A Lecture on the Preservation of Health eBook

This eBook from the Gutenberg Project consists of approximately 41 pages of information about A Lecture on the Preservation of Health.

A Lecture on the Preservation of Health eBook

This eBook from the Gutenberg Project consists of approximately 41 pages of information about A Lecture on the Preservation of Health.

It now only remains for me to take some notice of exercise.  Of all the various methods of preserving health, and of preventing diseases, which nature has suggested, there is none more efficacious than exercise; it puts the fluids all in motion, strengthens the solids, promotes perspiration, and occasions the decomposition of a larger quantity of atmospheric air in the lungs.  Hence, in order to preserve the health of the body, the author of nature has made exercise absolutely necessary to the greater part of mankind for obtaining the means of existence.—­Had not exercise been absolutely necessary for our well-being, says the elegant Addison, nature would not have made the body so proper for it, by giving such an activity to the limbs, and such a pliancy to every part, as necessarily produce those compressions, extensions, contortions, dilatations, and all other kinds of motions, that are necessary for the preservation of such a system of tubes and glands.—­And that we might not want inducement to engage us in such exercise of the body as is proper for its welfare, it is so ordered, that nothing valuable can be procured without it.  Not to mention riches and honors, even food and raiment are not to be come at without the toil of the hands and sweat of the brow.  Providence furnishes materials, but expects that we should work them up ourselves.  The earth must be laboured before it gives its increase, and when it is forced into its several products, how many hands must they pass through before they are fit for use?  Manufactures, trade, and agriculture, naturally employ more than nineteen parts of the species out of twenty; and as for those who are not obliged to labour by the condition in which they are born, they are more miserable than the rest of mankind, unless they indulge themselves in that voluntary labour which goes by the name of exercise.

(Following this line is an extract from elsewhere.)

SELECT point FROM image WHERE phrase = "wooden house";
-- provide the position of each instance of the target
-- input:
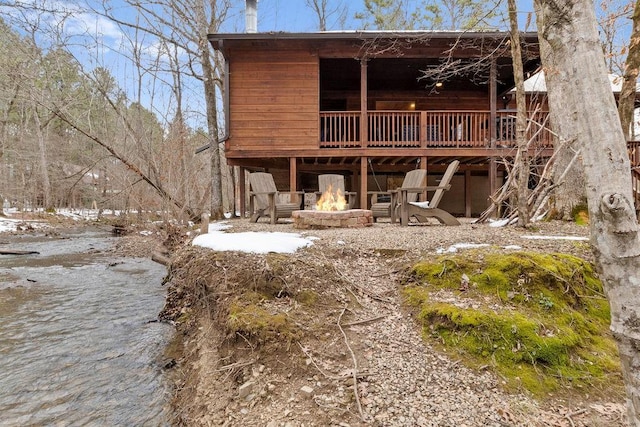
(372, 106)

Of all the different kinds of exercise, there is none that conduces so much to health as riding; it is not attended with the fatigue of walking, and the free air is more enjoyed in this way than by any other mode of exercise.  Where it cannot be used, walking, or exercise in a carriage, ought to be substituted.

The best time for taking exercise is before dinner, for the body is then more vigorous and alert, and the mind more cheerful, and better disposed to enjoy the pleasure of a ride or walk.  Exercise after a full meal disturbs digestion, and causes painful sensations in the stomach and bowels, with heart-burn, and acid eructations.

But whatever mode of exercise you use, it ought not at first to be too violent.  Dr. Armstrong has given us an excellent rule—­

’Begin with gentle toils, and as your nerves ’grow firm, to hardier, by just steps aspire.  ’The prudent, even in every moderate walk, ’at first but saunter, and by slow degrees ‘increase their pace.’

THE END.

R. NOBLE.  Printer,
   Old Bailey.

NOTES.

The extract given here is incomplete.